あとは、希望する教授の署名と捺印を貰って、成績判定が通れば、9月の面接を受ける許可がおりる。
「成績は優秀。毎年参加するコンテストには1年の時からずっと入賞し続けて、3年の時の学内コンテストでは最優秀賞を取ってたね」
「え……っと、……はい」
「それなら、不合格になる要素は何もないね」
そんな細かいところまで知ってるとは思わなくて驚いている僕を見て、教授は口元を緩めた。
「じゃあ夕飯は、外で食べよう」
「…………え? え? 夕飯?」
学内推薦選抜の話と夕飯は、どんな関係があるのかと、思わず聞き返してしまった。
「岬くんを送って行くと、朔に言ってしまったから、彼が帰りにこの道を通った時に俺の車があったらマズいだろう?」
それは……そうかもしれないけど。
「本当はね、岬くんとの関係は、誰に知られても大して問題ないと思ってたんだ。だけど推薦を受けるのなら、少し注意はした方がいいかもしれないね」
ああ……そうか。そうかもしれない。
例えば、成績にしても受験にしても、教授に特別扱いして貰ってると思われるのは避けた方がいい。

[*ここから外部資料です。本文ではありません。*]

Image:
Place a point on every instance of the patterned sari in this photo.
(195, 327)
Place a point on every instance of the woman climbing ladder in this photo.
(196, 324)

噂が一人歩きしてしまうと怖いという事を、僕はよく知っていたじゃないか。
もう、あんな思いはしたくないし、教授にも迷惑をかけてしまう。
「……そうですね。僕もその方がいいと思います」
「じゃあ、このまますぐに出掛けよう」
教授は『岬』の絵を上り框に置きながらそう言って、ふと、視線を玄関の片隅に向けた。
「……あっ、それ、すみません。僕の荷物なんです」
すっかり忘れていたけれど、昼間ここに寄った時に、取り敢えずそのまま置いておいたキャリーバッグがそこにあった。
「荷物、これだけ? 少ないね」
僕はこれでも多いと思ったんだけど……。
「じゃあ、帰ってきたら、岬くんの物を使いやすいように片付ける場所を作らないとね」
にっこりと笑みを浮かべて、言ってくれた言葉が嬉しくて、僕の口元も緩んでしまう。
「はい」
今日から、ここで教授と二人きりの生活が始まるんだ。